And with more think on it, even the very first UMD cmd start with wptr at 
256/512 position ( because ib test ends up at 255 aligned position), your 
approach still cannot satisfy 128 DW between SWTICH_BUFFER and Preamble IB (if 
no vm_flush) or 128 Nops before VM_flush (if needed) for the next frame.

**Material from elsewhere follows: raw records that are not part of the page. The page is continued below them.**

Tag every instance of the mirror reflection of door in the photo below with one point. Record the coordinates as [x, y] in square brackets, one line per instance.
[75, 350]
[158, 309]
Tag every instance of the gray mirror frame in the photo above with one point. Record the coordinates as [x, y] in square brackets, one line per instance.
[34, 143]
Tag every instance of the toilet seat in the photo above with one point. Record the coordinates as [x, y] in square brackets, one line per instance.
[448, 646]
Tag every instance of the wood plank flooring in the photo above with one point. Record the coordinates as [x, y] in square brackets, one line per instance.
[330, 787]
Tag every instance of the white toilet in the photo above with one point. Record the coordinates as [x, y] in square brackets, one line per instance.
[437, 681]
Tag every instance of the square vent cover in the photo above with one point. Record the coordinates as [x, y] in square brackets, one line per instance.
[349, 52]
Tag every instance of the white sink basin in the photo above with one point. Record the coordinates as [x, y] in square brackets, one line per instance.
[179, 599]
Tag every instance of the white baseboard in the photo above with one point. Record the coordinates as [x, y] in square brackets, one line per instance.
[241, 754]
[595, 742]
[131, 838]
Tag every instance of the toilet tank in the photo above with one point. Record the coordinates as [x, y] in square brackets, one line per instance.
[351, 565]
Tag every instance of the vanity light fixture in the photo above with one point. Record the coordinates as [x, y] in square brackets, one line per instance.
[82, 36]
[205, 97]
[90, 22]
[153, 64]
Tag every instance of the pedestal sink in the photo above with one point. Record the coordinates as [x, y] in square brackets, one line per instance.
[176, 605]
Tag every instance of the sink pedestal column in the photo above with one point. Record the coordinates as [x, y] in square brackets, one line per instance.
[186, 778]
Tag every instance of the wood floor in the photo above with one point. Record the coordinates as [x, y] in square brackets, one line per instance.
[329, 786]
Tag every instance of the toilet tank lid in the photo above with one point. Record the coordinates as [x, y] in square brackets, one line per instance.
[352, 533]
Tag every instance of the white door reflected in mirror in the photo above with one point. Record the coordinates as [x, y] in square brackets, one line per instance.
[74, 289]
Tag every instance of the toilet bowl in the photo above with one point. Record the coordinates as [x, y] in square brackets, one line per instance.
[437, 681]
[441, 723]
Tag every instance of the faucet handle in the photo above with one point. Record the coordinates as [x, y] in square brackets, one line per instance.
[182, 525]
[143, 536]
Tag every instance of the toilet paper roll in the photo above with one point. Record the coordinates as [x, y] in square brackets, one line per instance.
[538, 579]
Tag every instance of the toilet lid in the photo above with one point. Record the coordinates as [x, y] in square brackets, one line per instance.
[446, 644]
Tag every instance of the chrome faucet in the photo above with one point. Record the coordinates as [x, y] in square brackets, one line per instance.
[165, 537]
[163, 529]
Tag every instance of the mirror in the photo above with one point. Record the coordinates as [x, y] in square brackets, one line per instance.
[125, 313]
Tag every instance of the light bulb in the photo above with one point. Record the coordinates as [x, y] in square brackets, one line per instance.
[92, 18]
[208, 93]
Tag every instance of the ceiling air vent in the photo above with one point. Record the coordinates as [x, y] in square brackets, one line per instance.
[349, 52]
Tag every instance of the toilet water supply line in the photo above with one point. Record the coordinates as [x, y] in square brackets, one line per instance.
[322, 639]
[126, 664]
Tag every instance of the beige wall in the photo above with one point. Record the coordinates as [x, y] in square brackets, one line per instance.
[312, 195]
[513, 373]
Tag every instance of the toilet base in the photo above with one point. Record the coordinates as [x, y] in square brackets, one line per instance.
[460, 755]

e.g. we insert 180 dw this frame, start from0, end up at 179, and ring_commit() 
padding NOPs and make wptr end up at 255, so only 75 NOPs is between 
SWITCH_BUFFER and next frame (assume we don't have vm-flush next frame)

BR Monk

-----Original Message-----
From: Liu, Monk 
Sent: Thursday, January 19, 2017 10:39 PM
To: 'Christian König' <deathsim...@vodafone.de>; amd-gfx@lists.freedesktop.org
Subject: RE: [PATCH] drm/amdgpu:guarantee 128dws between vm flush and IB(v3)

Christian 

I just found one issue in your previous patch ( the one you remove inserting 
128nop before vm_fush and meanwhile set align_mask of GFX ring to 0xff)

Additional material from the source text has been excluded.